The reason Iran has been allowed all of this is because the real goal of the nuclear negotiations was securing their partnership in the region, which meant allowing them their “equities.” Rather than the U.S. using Syria as a theater in which to demonstrate that the nuclear deal was a narrow instrument and that Iran’s aggression would be resisted no matter what, instead, because the real goal was détente and the paper agreement was needed to get there, Iran could proceed unobstructed in Syria and use Syria to increase leverage in the nuclear negotiations.

Russia’s support for Iran’s imperial push into the Arab world has been visible for some time. Russia has frequently played spoiler in efforts to diplomatically restrain Iran’s nuclear program and is in the process of selling Iran an S-300 anti-aircraft system that would protect Iran’s nuclear program militarily. The increased intelligence cooperation between Iran and Russia became publicly visible in late 2014, and recently this became an official intelligence-sharing cell in Baghdad that also includes the Iraqi government and Assad—both under significant Iranian sway.

American hegemony in the Middle East is thus severely eroded already, and an Iranian-Russian axis is taking shape in its place. It cannot bring peace—having neither the forces nor the inclination to do so, relying on sectarian instruments that create their own counterweight—but it can secure the key zones needed by two malign international actors, while leaving the rest to chaos and violence that is already destabilizing European politics.

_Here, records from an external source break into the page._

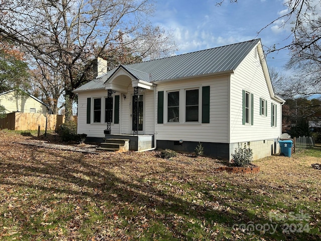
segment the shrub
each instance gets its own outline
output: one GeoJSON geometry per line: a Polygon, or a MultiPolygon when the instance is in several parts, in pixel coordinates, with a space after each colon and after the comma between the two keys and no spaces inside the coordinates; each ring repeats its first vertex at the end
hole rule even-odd
{"type": "Polygon", "coordinates": [[[59,137],[63,142],[75,141],[80,143],[85,141],[87,134],[77,134],[77,123],[70,120],[61,125],[59,137]]]}
{"type": "Polygon", "coordinates": [[[195,148],[194,152],[197,157],[202,156],[204,153],[204,148],[203,147],[202,143],[199,142],[199,144],[195,148]]]}
{"type": "Polygon", "coordinates": [[[244,147],[238,143],[234,153],[232,154],[235,165],[237,167],[245,167],[249,165],[253,160],[253,151],[244,143],[244,147]]]}
{"type": "Polygon", "coordinates": [[[175,157],[176,156],[177,156],[177,152],[173,150],[165,149],[160,152],[160,157],[162,158],[169,159],[175,157]]]}

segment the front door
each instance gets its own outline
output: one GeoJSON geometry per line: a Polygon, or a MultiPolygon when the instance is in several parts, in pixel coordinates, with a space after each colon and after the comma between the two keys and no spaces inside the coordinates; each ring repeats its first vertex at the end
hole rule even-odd
{"type": "Polygon", "coordinates": [[[133,132],[134,130],[136,130],[136,128],[135,128],[135,126],[137,125],[138,127],[138,134],[143,134],[143,124],[144,124],[144,103],[143,103],[143,95],[141,94],[138,97],[138,104],[135,102],[134,96],[134,95],[132,97],[132,103],[131,105],[132,107],[131,108],[131,130],[133,132]],[[137,105],[135,106],[135,105],[137,105]],[[136,121],[134,119],[134,108],[137,108],[137,118],[136,121]]]}

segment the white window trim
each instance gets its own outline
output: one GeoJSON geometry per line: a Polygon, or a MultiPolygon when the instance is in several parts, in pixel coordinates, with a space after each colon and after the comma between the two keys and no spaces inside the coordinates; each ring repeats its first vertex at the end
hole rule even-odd
{"type": "Polygon", "coordinates": [[[166,123],[177,125],[179,123],[181,123],[182,122],[182,89],[173,89],[170,90],[167,90],[165,92],[166,94],[166,100],[165,100],[165,106],[166,108],[164,108],[165,109],[165,119],[166,120],[166,123]],[[169,109],[169,105],[168,105],[168,93],[172,92],[179,92],[179,121],[178,122],[169,122],[168,120],[168,109],[169,109]]]}
{"type": "Polygon", "coordinates": [[[193,123],[200,123],[200,121],[202,121],[202,111],[200,108],[202,107],[202,93],[200,90],[201,88],[200,87],[196,87],[196,88],[192,88],[188,89],[184,89],[184,123],[187,124],[193,124],[193,123]],[[199,118],[197,122],[187,122],[186,121],[186,91],[188,90],[193,90],[195,89],[198,89],[199,91],[199,102],[198,102],[198,107],[199,107],[199,118]]]}
{"type": "Polygon", "coordinates": [[[247,91],[246,90],[245,90],[245,96],[244,96],[244,97],[245,98],[245,99],[244,100],[244,101],[245,102],[245,119],[244,120],[244,122],[245,123],[245,125],[251,125],[251,92],[247,91]],[[248,122],[246,122],[246,95],[248,94],[248,103],[249,103],[249,106],[248,106],[248,122]]]}
{"type": "Polygon", "coordinates": [[[263,98],[260,98],[261,103],[260,103],[260,106],[261,106],[261,109],[260,110],[260,115],[262,116],[267,116],[267,106],[266,106],[267,101],[266,100],[263,98]]]}
{"type": "MultiPolygon", "coordinates": [[[[115,96],[114,94],[111,95],[112,97],[112,122],[111,123],[111,125],[114,125],[114,118],[115,116],[114,107],[115,107],[115,96]]],[[[104,95],[92,96],[91,97],[91,106],[90,107],[90,123],[93,125],[103,124],[105,125],[107,123],[105,122],[105,99],[108,96],[104,95]],[[100,122],[94,122],[94,99],[100,99],[100,122]]]]}
{"type": "Polygon", "coordinates": [[[165,125],[201,125],[202,124],[202,86],[200,85],[193,85],[190,86],[187,86],[187,87],[182,89],[164,89],[164,95],[165,95],[165,103],[164,103],[164,118],[165,122],[164,124],[165,125]],[[193,89],[199,90],[199,120],[198,122],[186,122],[186,91],[191,90],[193,89]],[[171,92],[179,91],[179,122],[170,122],[168,121],[168,93],[171,92]]]}
{"type": "Polygon", "coordinates": [[[272,103],[272,107],[273,108],[273,109],[271,111],[272,114],[272,116],[271,117],[271,118],[273,118],[273,125],[272,125],[272,127],[276,127],[276,122],[277,120],[276,119],[276,116],[277,114],[277,113],[276,113],[276,111],[277,111],[277,109],[276,109],[276,104],[274,104],[274,103],[272,103]]]}

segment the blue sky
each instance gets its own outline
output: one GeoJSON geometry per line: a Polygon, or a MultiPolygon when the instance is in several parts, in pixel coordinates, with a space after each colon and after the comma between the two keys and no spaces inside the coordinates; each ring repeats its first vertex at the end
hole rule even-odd
{"type": "MultiPolygon", "coordinates": [[[[290,27],[280,21],[257,32],[287,10],[283,0],[229,0],[217,7],[219,0],[158,0],[151,21],[171,29],[183,54],[260,38],[266,46],[276,48],[290,42],[290,27]],[[288,39],[286,39],[288,38],[288,39]]],[[[268,66],[283,72],[287,50],[269,54],[268,66]]]]}

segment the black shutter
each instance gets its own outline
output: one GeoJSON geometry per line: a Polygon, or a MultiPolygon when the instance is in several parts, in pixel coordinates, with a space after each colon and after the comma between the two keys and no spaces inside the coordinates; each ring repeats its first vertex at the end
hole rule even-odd
{"type": "Polygon", "coordinates": [[[119,124],[119,95],[115,95],[115,108],[114,109],[114,124],[119,124]]]}
{"type": "Polygon", "coordinates": [[[210,86],[202,88],[202,123],[210,123],[210,86]]]}
{"type": "Polygon", "coordinates": [[[242,90],[242,124],[245,125],[245,90],[242,90]]]}
{"type": "Polygon", "coordinates": [[[90,124],[90,107],[91,106],[91,98],[87,98],[87,124],[90,124]]]}
{"type": "Polygon", "coordinates": [[[164,91],[158,91],[157,101],[157,123],[164,123],[164,91]]]}

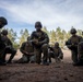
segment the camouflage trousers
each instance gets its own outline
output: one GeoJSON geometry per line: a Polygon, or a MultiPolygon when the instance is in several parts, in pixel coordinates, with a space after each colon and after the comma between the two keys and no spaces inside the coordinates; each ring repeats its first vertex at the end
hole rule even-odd
{"type": "Polygon", "coordinates": [[[71,51],[71,58],[72,58],[73,63],[78,62],[78,50],[71,51]]]}
{"type": "Polygon", "coordinates": [[[54,51],[49,51],[48,52],[48,61],[51,62],[51,58],[55,59],[56,62],[60,62],[61,58],[58,58],[59,56],[56,56],[56,54],[54,51]]]}
{"type": "Polygon", "coordinates": [[[43,56],[43,62],[47,62],[48,59],[48,44],[44,44],[40,48],[35,48],[35,55],[36,55],[36,62],[42,62],[42,54],[43,56]]]}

During the Aleppo assault, there was an outbreak, among prominent supporters of the Iran nuclear deal, of recognition that the Obama administration is effectively supporting Tehran and Moscow in Syria. One of the stranger phenomena is that those advocates condemn the latter but hold to their support for the former, never making the connection that the one facilitated the other. Perhaps that recognition will come. Whether it will be in time to save Syria from the dire—and ultimately false—choice of the Islamic Republic or the Islamic State remains to be seen.